Gene Pierce, a board member of the Chamber of Commerce and the Finger Lakes Tourism Alliance, said he would be “very concerned” if the FLVA received the designation as the county tourism promotion agency.
“It’s unclear whether they have the experience or the program to effectively use that money,” said Pierce, who is also president of Glenora Wine Cellars. “They have not had a great deal of experience in this arena.”
Pierce said is would be advisable for the chamber and the FLVA to reach out to each other in a cooperative manner.
“Perhaps the chamber does need to reach out to the tourism industry more than they have in the past with meetings, seminars, programs, etc.,” Pierce said.
In addition to tourism promotion, Yates County needs new attractions and facilities to draw more people, community leaders say.
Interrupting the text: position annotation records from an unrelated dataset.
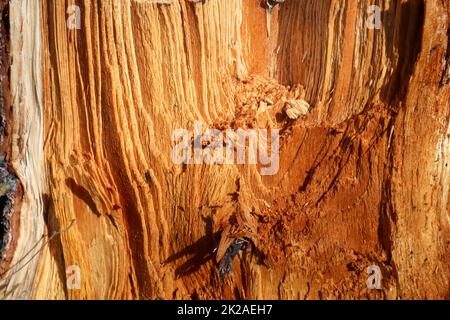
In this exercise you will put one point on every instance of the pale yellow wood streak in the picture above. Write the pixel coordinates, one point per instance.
(27, 145)
(133, 73)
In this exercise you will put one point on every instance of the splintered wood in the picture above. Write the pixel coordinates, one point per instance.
(362, 178)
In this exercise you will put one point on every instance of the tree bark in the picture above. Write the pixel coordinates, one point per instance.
(363, 177)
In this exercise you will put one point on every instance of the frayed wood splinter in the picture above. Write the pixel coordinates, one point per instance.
(296, 108)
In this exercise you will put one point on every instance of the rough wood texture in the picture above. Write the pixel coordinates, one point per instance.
(363, 179)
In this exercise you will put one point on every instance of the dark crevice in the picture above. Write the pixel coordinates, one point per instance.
(10, 189)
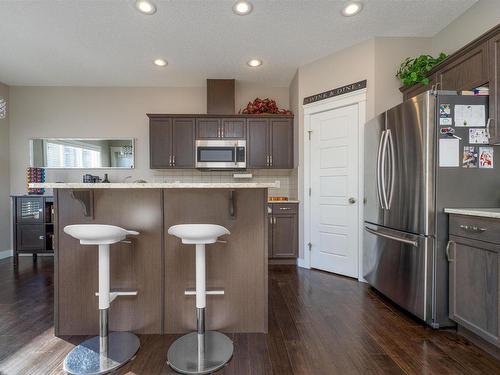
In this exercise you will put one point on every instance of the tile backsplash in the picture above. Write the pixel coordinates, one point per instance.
(287, 178)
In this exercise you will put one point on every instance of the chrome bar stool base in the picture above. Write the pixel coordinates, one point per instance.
(87, 359)
(184, 357)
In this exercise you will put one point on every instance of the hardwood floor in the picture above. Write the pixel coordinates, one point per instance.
(318, 324)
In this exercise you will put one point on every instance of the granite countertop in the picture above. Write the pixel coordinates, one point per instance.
(481, 212)
(157, 185)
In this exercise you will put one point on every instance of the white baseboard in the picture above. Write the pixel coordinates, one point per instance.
(301, 262)
(6, 253)
(39, 254)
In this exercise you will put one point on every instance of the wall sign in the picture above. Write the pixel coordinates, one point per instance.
(3, 108)
(335, 92)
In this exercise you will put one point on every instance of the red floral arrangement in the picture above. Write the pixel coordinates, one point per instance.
(264, 106)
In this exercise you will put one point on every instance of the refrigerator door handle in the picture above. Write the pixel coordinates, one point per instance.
(382, 170)
(391, 237)
(379, 183)
(393, 168)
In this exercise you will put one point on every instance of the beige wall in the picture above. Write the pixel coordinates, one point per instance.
(478, 19)
(5, 238)
(389, 53)
(375, 60)
(103, 112)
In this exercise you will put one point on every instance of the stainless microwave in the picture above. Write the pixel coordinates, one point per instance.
(221, 154)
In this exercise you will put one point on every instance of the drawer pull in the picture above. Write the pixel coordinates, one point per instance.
(472, 228)
(448, 245)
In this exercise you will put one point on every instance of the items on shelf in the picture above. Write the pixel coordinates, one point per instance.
(35, 175)
(264, 106)
(89, 179)
(478, 91)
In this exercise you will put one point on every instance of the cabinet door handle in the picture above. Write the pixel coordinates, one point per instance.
(448, 245)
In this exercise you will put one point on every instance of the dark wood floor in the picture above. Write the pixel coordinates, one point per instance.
(318, 324)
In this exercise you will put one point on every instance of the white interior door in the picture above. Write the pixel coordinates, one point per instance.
(334, 190)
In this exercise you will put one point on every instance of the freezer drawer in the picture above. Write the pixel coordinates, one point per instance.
(394, 263)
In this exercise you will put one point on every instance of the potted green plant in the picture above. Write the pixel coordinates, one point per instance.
(415, 70)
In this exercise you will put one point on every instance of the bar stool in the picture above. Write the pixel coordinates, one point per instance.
(103, 353)
(199, 352)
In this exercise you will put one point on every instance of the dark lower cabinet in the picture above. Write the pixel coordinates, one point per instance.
(283, 231)
(33, 218)
(474, 283)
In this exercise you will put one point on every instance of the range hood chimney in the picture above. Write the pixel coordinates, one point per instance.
(220, 96)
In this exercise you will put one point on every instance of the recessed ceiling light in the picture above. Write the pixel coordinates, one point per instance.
(352, 8)
(242, 7)
(160, 62)
(145, 6)
(254, 63)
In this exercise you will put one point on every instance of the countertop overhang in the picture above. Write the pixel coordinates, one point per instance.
(480, 212)
(156, 185)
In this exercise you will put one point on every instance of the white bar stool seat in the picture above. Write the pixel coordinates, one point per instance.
(107, 352)
(200, 352)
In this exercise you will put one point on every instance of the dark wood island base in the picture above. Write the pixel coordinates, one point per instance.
(157, 265)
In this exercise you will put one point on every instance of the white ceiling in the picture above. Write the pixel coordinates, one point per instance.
(109, 43)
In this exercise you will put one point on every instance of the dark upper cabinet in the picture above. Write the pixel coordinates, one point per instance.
(270, 143)
(233, 128)
(419, 88)
(171, 143)
(494, 56)
(160, 143)
(208, 128)
(258, 143)
(172, 138)
(183, 143)
(225, 128)
(466, 72)
(30, 210)
(281, 143)
(283, 230)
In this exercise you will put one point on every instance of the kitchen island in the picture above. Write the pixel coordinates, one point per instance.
(158, 266)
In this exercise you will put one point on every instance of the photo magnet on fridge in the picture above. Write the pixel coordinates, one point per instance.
(445, 121)
(470, 157)
(486, 157)
(444, 110)
(478, 136)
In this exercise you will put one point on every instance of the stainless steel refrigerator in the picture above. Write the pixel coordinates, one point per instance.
(406, 191)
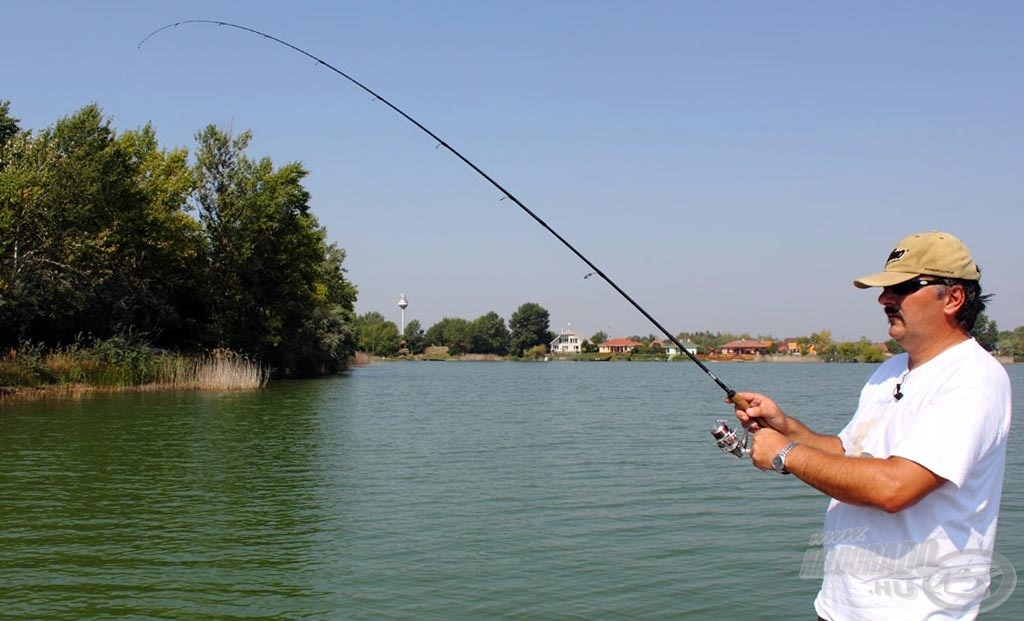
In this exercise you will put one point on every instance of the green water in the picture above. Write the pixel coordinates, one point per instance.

“We have the people coming here, but we don’t have enough places for them to spend money,” said Steve Griffin, chief executive officer of the Finger Lakes Economic Development Center. “Another hotel would be a high priority. Personally I think you could put four or five more hotels in this area easily and there would still be enough demand for them to be profitable.”
Griffin said there’s no reason why the chamber shouldn’t continue as the county’s tourism promotion agency.
“There should be a combined effort where you have the private businesses leading the charge for development and efforts on tourism and use the various resources such as the chamber, us and the Finger Lakes Tourism Alliance,” he said. “I hope they can find common ground.”
Cynthia Kimble, president of the Finger Lakes Tourism Alliance, said about half the counties in the region have an agency devoted exclusively to tourism promotion. The rest operate through organizations that also have other responsibilities, such as chambers of commerce.
Kimble declined to assess how the FLVA’s five-year plan differs from what the Chamber of Commerce already does.
“That’s not our role to compare plans,” she said. “We work hard to preserve the Finger Lakes brand and will continue to do that whoever the county names as TPA.”
According to a 2009 study by Oxford Economics, tourism supports 12.7 percent of the jobs in Yates County and provides 14.2 percent of the labor income. That makes the county more dependent on tourism than any other in the region.
One thing on which both sides agree: Landing the proposed Finger Lakes Cultural and Natural History Museum would be a major boost for tourism in Yates County. A 60-acre site at Keuka Lake State Park in Branchport is among the six locations still under consideration.